Conventional modern wisdom would tell us that the only newsworthy and relevant aspect of this salacious story is the possible abuse of campaign funds, as reported by the Washington Examiner:
Omar’s alleged paramour, Tim Mynett, has been a fundraising consultant for Omar’s 2018 and 2020 campaigns…
…Of the $145,406 reported earnings by the E Street Group during the 2018 campaign cycle, $62,674 came from Omar’s campaign. Not counting payroll taxes and transfers to Minnesota’s Democratic Party, E Street Group was Omar’s second-largest vendor, according to FEC data. From Labor Day through the end of the year, E Street Group ate up more than 10% of her campaign’s spending (not counting transfers to other campaigns).
It would certainly be a significant scandal, and probably a criminal offense, if Omar was funneling money to her married boyfriend. But I disagree with the increasingly popular notion that these sorts of things are only a public concern when they involve actual crimes. It may not be illegal for a woman to be a lying, backstabbing home wrecker (allegedly!), but that doesn’t make the matter wholly irrelevant to the public. While Omar’s constituents have no reason to feel personally betrayed by their representative’s supposed marital indiscretions, they do have cause for worry.
We elect politicians based on the promises they make to us. They tell us they are going to do certain things — enact certain policies, support certain initiatives, etc. — and we vote for them because we want those things to be accomplished and we believe they might accomplish them. Unless we are very naive, we know that they are probably bluffing to some extent. But if they earn our vote, it’s because we are relatively confident in their follow through, which means we are relatively confident in their trustworthiness. Why shouldn’t an affair factor into that calculation?
Adultery is not a matter of mere sexual immorality. It shows that the adulterer is willing to break the most important promise they made to the most important person in their life. If they are willing to break that promise made to that person, why would they hesitate to break less important promises to less important people?

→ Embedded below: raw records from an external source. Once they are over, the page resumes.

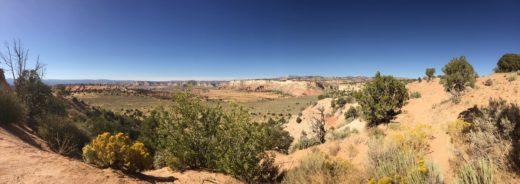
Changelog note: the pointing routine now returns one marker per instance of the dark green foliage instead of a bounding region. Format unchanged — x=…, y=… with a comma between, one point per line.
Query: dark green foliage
x=304, y=142
x=352, y=113
x=340, y=101
x=382, y=99
x=458, y=74
x=101, y=120
x=430, y=73
x=61, y=135
x=299, y=119
x=34, y=94
x=508, y=63
x=322, y=96
x=276, y=137
x=11, y=110
x=490, y=127
x=148, y=131
x=488, y=82
x=415, y=94
x=197, y=135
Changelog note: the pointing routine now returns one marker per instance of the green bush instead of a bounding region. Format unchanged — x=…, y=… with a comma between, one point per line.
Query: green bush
x=508, y=63
x=304, y=142
x=382, y=99
x=458, y=74
x=11, y=110
x=276, y=137
x=475, y=172
x=341, y=134
x=430, y=73
x=511, y=78
x=61, y=135
x=415, y=94
x=117, y=152
x=299, y=119
x=352, y=113
x=319, y=168
x=488, y=82
x=495, y=127
x=34, y=94
x=389, y=163
x=201, y=136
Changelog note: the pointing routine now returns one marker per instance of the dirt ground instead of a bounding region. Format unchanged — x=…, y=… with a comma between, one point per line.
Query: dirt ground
x=24, y=159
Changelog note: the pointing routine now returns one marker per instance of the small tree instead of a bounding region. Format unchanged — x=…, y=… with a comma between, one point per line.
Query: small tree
x=382, y=99
x=458, y=74
x=430, y=73
x=508, y=63
x=318, y=125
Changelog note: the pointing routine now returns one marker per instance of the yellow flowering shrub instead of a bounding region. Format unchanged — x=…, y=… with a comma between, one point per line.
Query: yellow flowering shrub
x=457, y=128
x=414, y=137
x=118, y=152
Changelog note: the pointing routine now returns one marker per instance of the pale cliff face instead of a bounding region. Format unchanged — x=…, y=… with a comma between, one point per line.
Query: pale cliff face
x=296, y=88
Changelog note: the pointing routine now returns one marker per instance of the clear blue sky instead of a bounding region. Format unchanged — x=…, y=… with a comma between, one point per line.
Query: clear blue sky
x=219, y=39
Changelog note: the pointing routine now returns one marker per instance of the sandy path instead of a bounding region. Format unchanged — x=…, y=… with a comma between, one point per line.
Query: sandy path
x=23, y=163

A man doesn’t necessarily beat his dog just because he beats his children, but would you hire him as a dog-sitter?
An adulterer is, by definition, a cheater and a liar. I do not see how cheating and lying can been regarded as immaterial concerns. A cheater and liar may still be a capable leader — history provides many such examples — but their capable leadership will be in spite of the cheating and lying. A raging alcoholic may also be a fine leader, yet that vice must be taken into consideration before assigning the person to a position of significant leadership.
Character matters in our leaders. It must, because we elect them based on it, even if we claim otherwise. In the end, we cast our vote for a person if we are confident that we can trust them. A propensity for telling very big lies and breaking very important promises would seem to put a dent in that confidence. Of course, this principle must apply across the board. If adultery is a relevant factor for Democrats, it must be for Republicans and vice versa. No matter the letter next to a politician’s name, if they are willing to betray their own families, it is no great leap to betray the faceless voter.